Journal «Angiology and Vascular Surgery» • 

1999 • VOLUME 5 • №3

INITIAL EXPERIENCE OF TRANSCUTANEOUS RHEOLYTIC THROMBECTOMY FOR PERIPHERAL MAJOR ARTERIAL LESIONS

V.V. Demin, V.V. Zelenin, A.N. Zheludkov, I.P. Kicha, V.N. Skovorodnikov, A.G. Degtyarev
Department of Interventional Radiology Orenburg Regional Clinical Hospital,
Orenburg, Russia

Transcutaneous rheolytic thrombectomy with Angiojet complex was performed for the first time in Russia in the Department of Cardiovascular Interventional Radiology Orenburg Regional Clinical Hospital in 6 patients with lesions of peripheral major vessels. In 5 cases vascular lesions were caused by progressive atherosclerosis, in 1 case – arterial thrombosis of sutured iatrogenic vascular damage. In 3 patients rest pain was registered. Thrombus extended on 6 to 35 cm, 19.5 cm in average. In addition to femoro-popliteal lesions occlusions of 1 to 3 tibial arteries was observed. Time interval between thrombus formation and surgery was from several hours to 2 months. Thrombectomy was performed by complex Angiojet with antegrade injections through introducer 8 F. Each segment was passed by catheter 3 to 6 times, mean procedure duration was 5 min.

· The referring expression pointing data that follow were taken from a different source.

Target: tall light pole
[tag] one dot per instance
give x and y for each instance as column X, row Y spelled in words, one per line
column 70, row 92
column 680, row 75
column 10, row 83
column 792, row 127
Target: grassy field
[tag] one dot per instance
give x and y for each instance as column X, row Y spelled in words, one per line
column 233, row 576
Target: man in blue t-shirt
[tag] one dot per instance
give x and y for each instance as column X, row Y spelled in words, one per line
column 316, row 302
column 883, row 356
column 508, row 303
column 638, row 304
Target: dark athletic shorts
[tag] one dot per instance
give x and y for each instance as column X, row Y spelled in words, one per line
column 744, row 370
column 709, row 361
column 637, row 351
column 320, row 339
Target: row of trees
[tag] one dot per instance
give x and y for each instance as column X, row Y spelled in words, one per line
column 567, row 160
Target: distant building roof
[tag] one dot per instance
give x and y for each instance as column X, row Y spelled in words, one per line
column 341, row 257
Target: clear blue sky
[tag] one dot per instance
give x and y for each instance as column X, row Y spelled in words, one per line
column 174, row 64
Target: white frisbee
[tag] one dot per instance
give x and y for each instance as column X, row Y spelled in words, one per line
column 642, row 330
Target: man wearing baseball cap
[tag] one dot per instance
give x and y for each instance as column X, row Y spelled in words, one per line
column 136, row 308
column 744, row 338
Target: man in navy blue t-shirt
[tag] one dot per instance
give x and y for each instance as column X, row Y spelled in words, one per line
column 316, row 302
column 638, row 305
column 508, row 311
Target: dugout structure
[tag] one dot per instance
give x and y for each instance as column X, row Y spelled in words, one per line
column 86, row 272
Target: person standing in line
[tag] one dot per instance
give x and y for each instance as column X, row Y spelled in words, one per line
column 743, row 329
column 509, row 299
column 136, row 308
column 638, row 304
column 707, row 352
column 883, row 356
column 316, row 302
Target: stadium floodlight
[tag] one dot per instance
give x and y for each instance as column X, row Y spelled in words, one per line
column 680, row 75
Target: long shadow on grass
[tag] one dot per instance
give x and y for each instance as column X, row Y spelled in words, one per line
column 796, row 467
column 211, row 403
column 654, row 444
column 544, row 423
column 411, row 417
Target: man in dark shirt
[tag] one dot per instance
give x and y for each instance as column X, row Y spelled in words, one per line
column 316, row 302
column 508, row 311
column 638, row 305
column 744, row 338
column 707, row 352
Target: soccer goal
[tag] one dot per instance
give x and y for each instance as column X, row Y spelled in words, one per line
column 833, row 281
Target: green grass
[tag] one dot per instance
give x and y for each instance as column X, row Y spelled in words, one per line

Thrombectomy in all patients was followed by balloon angioplasty of "causative" stenoses and in 1 case – by implantation of 2 stents into femoral artery. Good early results were achieved in all patients: reconstruction area was patient, pulsation of peripheral arteries was restored in majority of cases, painless walking distance increased from 20-50 m to 500-700 m, of trophic foot changes regressed. Two patients were examined 3-4 months after operation and demonstrated stable positive clinical effect. Initial experience with rheolytic thrombectomy by Angiojet complex showed high efficiency, safety, minimal invasiveness of the procedure, enabling to expand significantly options for radiosurgical management of vascular diseases.

KEY WORDS: Transcutaneous rheolytic thrombectomy, lower limb arterial thrombosis.